The car-buying process has evolved in recent years, and it’s now rare for a buyer to shop for a car without first doing hours of research online.
Once a customer finally heads into the dealership, however, the salespeople they encounter might not be as seasoned as the workforce once was. Since 2011, there has been a steady decline in employee retention rate, according to a recent study, a trend that troubles those in the industry.
The median stint for dealership employees in 2015 was 2.4 years, the National Automobile Dealers Association found as a result of its 2016 Dealership Workforce Study. When the NADA first began conducting the study in 2011, the median tenure was 3.8 years.

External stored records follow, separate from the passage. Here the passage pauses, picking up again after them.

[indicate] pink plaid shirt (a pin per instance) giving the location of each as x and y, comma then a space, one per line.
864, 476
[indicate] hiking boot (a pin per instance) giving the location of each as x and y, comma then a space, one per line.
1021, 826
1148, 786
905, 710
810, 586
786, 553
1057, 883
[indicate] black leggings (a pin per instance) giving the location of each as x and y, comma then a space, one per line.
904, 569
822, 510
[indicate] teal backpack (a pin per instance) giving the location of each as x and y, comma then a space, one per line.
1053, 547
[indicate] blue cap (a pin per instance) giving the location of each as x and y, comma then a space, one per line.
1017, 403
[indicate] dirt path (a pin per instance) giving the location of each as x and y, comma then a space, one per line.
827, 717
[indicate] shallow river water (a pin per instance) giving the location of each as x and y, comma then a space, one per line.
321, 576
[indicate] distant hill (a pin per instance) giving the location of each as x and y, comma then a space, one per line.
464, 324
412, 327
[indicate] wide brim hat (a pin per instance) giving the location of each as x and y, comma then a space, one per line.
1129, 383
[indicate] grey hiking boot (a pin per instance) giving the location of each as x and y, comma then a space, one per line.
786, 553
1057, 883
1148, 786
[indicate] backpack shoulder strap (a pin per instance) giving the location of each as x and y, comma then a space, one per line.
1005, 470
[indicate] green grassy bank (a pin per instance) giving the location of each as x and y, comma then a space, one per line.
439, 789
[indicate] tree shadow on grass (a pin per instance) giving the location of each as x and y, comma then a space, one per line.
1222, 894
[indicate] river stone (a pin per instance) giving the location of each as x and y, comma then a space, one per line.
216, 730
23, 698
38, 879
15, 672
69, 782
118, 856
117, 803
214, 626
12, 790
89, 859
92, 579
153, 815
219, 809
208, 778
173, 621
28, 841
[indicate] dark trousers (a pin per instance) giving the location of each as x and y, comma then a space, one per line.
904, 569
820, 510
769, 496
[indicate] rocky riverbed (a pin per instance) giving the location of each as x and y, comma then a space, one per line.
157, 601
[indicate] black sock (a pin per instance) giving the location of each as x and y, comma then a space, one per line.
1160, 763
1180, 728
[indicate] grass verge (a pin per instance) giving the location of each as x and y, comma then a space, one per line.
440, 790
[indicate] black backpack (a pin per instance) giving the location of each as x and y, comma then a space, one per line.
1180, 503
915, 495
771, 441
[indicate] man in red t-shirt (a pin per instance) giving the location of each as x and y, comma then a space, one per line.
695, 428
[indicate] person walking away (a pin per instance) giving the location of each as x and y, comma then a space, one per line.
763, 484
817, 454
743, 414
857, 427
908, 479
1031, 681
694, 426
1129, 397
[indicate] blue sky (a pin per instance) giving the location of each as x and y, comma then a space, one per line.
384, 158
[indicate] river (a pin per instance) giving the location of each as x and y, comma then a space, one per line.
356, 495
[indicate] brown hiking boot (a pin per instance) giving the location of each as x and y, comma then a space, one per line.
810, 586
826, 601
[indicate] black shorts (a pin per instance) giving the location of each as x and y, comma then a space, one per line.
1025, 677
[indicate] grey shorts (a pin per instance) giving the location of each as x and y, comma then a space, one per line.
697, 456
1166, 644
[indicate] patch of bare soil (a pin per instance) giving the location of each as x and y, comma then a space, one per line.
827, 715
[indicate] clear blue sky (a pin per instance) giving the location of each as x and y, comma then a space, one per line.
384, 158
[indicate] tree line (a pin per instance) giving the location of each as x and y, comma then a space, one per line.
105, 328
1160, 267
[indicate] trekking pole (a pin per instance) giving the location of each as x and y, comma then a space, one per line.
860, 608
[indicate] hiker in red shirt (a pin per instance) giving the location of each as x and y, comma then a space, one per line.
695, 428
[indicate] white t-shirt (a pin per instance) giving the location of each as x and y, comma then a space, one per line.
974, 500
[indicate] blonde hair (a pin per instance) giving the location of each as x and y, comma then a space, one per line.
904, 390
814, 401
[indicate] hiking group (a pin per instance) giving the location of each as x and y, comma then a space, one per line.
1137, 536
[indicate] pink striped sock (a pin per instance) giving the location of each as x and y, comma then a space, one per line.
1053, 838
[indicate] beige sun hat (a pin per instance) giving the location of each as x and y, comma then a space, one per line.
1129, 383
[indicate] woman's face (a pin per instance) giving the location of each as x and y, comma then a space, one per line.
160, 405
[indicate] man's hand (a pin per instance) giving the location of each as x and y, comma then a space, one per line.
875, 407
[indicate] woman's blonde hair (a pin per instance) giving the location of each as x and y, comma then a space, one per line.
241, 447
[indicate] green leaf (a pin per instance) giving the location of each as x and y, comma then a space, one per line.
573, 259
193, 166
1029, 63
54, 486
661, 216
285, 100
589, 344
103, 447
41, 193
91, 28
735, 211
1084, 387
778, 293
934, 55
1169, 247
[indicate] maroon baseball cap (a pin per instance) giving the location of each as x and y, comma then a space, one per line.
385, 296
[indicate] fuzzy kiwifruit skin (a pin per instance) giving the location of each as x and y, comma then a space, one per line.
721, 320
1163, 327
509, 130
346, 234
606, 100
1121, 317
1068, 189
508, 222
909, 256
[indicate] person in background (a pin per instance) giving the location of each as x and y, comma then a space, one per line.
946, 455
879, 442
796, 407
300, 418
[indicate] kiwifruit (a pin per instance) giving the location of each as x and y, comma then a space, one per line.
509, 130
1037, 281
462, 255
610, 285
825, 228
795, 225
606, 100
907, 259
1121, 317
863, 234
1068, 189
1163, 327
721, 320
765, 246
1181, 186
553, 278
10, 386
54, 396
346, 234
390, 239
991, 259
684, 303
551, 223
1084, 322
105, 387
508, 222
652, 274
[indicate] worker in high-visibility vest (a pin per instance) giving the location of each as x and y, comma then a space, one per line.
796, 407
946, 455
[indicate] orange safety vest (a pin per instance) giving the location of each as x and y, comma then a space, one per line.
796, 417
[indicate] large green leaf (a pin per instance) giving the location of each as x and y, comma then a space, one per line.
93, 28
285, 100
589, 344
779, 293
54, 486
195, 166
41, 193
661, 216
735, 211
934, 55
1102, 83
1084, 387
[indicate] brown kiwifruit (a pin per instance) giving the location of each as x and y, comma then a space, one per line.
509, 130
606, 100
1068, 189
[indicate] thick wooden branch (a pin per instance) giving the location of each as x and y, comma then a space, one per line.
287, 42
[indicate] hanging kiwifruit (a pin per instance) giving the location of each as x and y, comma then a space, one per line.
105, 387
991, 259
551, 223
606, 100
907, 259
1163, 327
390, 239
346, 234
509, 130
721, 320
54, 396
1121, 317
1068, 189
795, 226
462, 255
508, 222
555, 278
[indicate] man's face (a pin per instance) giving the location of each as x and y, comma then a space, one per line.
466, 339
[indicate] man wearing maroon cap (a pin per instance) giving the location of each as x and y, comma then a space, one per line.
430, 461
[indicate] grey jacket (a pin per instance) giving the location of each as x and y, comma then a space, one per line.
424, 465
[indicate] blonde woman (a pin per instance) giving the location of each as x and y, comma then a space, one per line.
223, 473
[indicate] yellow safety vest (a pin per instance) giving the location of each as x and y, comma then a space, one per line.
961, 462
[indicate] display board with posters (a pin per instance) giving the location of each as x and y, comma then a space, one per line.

The NADA’s study, which collects data from roughly 2,000 dealerships, reported only 45 percent of dealerships have an average retention rate of three years or more. When looking at only sales representatives, that figure falls to roughly 33 percent.
The national nonfarm private sector average, by comparison, is 67 percent.
From 2014 to 2015, non-luxury brands have improved their turnover rate of sales consultants, while luxury brands’ have remained constant. Both, however, are nothing to boast about.
“Still, can we really be pleased going from the 80 percentile to the 70s in turnover?” said Jim Appleton, president of the New Jersey Coalition of Automotive Retailers, via Automotive News. “That’s just a horrendous situation.”
Part of the reason dealerships are struggling is due to changes in the way customers shop.
During the purchasing process, most car buyers spend an average of 11 hours online and 3 1/2 hours offline, according to AutoTrader group, via The Wall Street Journal. As a result, customers are making significantly fewer trips to the dealership, and there’s less reliance on sales consultants to push product.